The Council for Licensed Conveyancers (CLC) has proposed new rules on how licensed practices handle client money.
The specialist property law regulator said the changes form part of a drive to “reduce regulatory burdens and facilitate innovation” while “keeping client money safe and improving consumer confidence”.
The move follows talks in which CLC-licensed practices identified opportunities for improvement.
Under the proposed changes, the regulator would launch a new Accounts Code – currently used by licensed conveyancers in the handling of client money.
The changes would see the reduction of the time limit on practices for delivering an Accountant’s Report from six to three months. This, the CLC says, would appropriately reflect the importance in identifying potential risks.
Other changes include amending the format of the Accountants Report to allow “greater freedom for reporting accountants to use their professional judgement”. This may mean, for example, amending the provisions so that practices have the freedom to move aged balances of up to £50 into their office account when the client cannot be located.
The current limit of £20 means client accounts must be kept open for a number of years, increasing the administrative burden on practices.
The regulator is also consulting on allowing the use of Third Party Managed Accounts (TPMAs).
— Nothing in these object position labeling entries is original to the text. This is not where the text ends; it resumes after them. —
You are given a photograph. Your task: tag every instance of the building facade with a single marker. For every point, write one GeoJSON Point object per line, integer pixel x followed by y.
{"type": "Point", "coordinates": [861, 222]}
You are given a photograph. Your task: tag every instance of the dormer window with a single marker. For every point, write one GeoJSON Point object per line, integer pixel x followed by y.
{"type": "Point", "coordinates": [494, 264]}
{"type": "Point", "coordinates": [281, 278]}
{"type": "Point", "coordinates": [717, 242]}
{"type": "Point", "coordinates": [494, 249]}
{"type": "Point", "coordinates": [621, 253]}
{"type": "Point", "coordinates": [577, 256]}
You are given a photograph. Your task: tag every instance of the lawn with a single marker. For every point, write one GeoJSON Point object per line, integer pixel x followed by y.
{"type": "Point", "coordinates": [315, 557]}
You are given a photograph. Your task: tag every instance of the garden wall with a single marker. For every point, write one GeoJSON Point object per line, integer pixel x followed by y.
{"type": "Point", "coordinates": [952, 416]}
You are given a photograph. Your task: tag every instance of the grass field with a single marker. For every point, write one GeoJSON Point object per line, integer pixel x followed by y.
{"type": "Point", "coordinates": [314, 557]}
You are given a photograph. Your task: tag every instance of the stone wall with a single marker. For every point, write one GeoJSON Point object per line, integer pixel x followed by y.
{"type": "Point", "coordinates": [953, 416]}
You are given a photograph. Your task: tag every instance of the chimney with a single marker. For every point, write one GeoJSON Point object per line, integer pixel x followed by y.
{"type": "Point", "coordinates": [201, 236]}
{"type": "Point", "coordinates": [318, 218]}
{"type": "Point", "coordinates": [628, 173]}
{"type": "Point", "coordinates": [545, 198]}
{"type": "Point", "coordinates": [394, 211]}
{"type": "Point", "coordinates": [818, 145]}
This would be as an alternative to regulated practices holding client money.
Simon Blandy, Director of Regulatory Standards at the CLC, said TPMAs may offer benefits to legal firms, as a specialist third party firm is more likely to be better equipped to process and handle cash.
“The CLC is committed to doing all it can to ensure that the right levels of consumer protection are in place while allowing those we regulate the freedom to innovate, compete and grow,” said Mr Blandy.
“Misuse of client money is one of the key risks to consumer protection. Effective mitigation of this risk continues to be a priority for the CLC. The changes we intend to make will provide greater clarity for CLC
Lawyers and Practices, making sure there is a clear focus on the real risks to client money.”
The CLC said any approved changes are likely to go into force from January 2020.